Domestic team information
- 1994–1995: Suffolk
- 1992: Leicestershire

Career statistics
| Competition | First-class | List A |
| Matches | 5 | 8 |
| Runs scored | 142 | 10 |
| Batting average | 20.28 | 3.33 |
| 100s/50s | –/1 | –/– |
| Top score | 75 | 6 |
| Balls bowled | 490 | 292 |
| Wickets | 6 | 3 |
| Bowling average | 58.00 | 106.66 |
| 5 wickets in innings | – | – |
| 10 wickets in match | – | – |
| Best bowling | 4/81 | 1/33 |
| Catches/stumpings | 2/– | 2/– |
- Source: Cricinfo, 5 July 2011

= Robert Gofton =

English cricketer (born 1968)

Robert Paul Gofton (born 10 September 1968) is a former English cricketer. Gofton was a right-handed batsman who bowled right-arm medium pace. He was born in Scarborough, Yorkshire.

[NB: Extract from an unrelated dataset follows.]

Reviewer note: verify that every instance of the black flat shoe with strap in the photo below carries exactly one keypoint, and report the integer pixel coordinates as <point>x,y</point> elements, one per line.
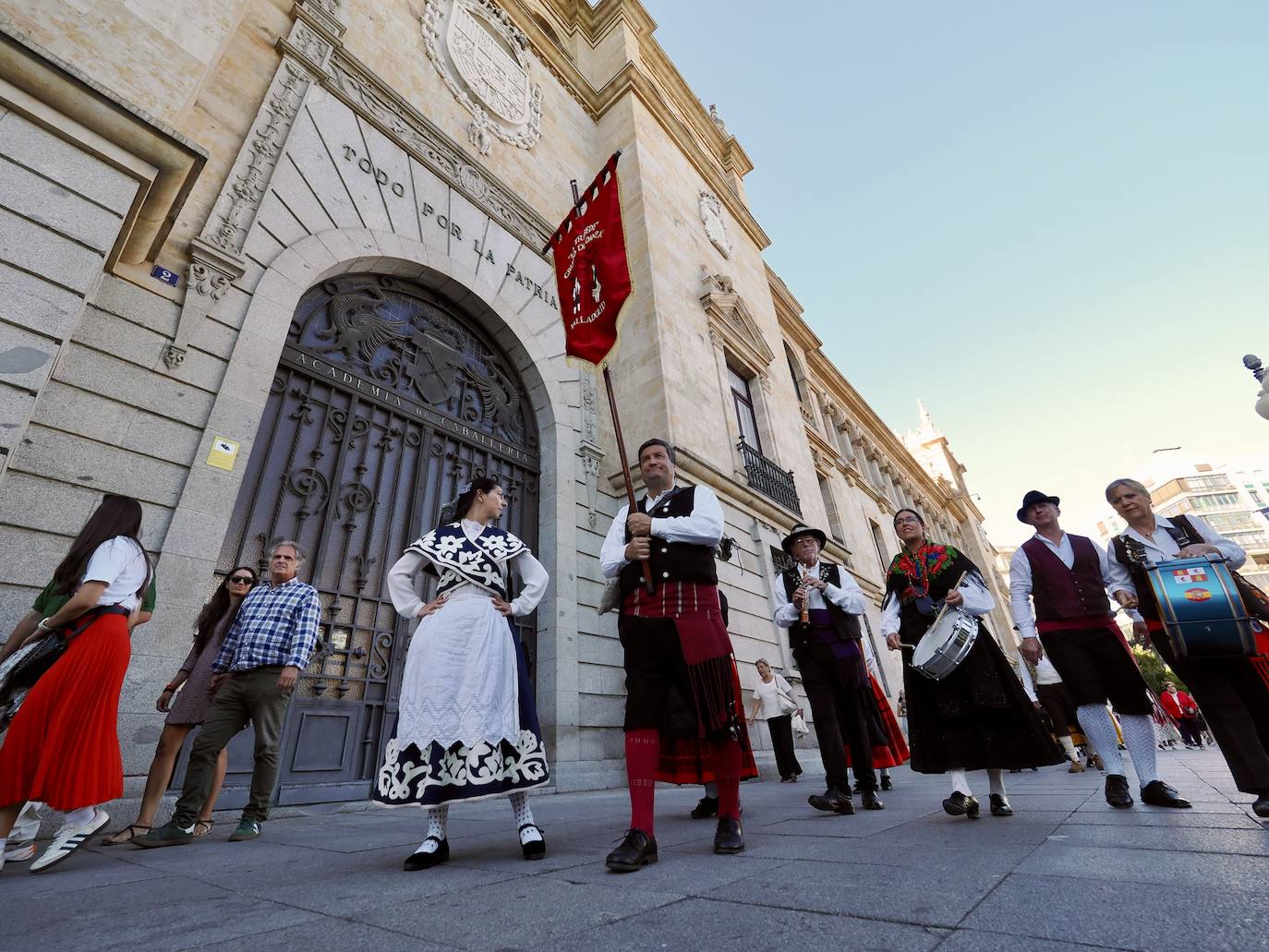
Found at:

Gofton made his first-class debut for Leicestershire against the touring Pakistanis in 1992. He made 4 further first-class appearances in 1992 for Leicestershire, the last of which came against Kent in the County Championship. In his 5 first-class matches, he scored 142 runs at an average of 20.28, with a high score of 75. This score, his only first-class half century, came against Surrey. With the ball, he took 6 wickets at a bowling average of 58.00, with best figures of 4/81. 1992 was his only season at Leicestershire, a season in which he also made his List A debut against Glamorgan in the 1992 Sunday League. He made 6 further List A appearances for Leicestershire, the last of which came against Northamptonshire in the same competition. He struggled with the ball in his 7 limited-overs appearances for the county, taking just 3 wickets at a bowling average of 86.66, with best figures of 1/33.

Gofton joined Suffolk in 1994, making his debut for the county in the Minor Counties Championship against Staffordshire. Gofton played Minor counties cricket for Suffolk from 1994 to 1995, which included 3 Minor Counties Championship appearances and a single MCCA Knockout Trophy match. He made his only List A appearance for Suffolk against Gloucestershire in the 1995 NatWest Trophy. In this match, he bowled 7 wicket-less overs for the cost of 60 runs, while with the bat he scored 6 runs before being dismissed by David Boden.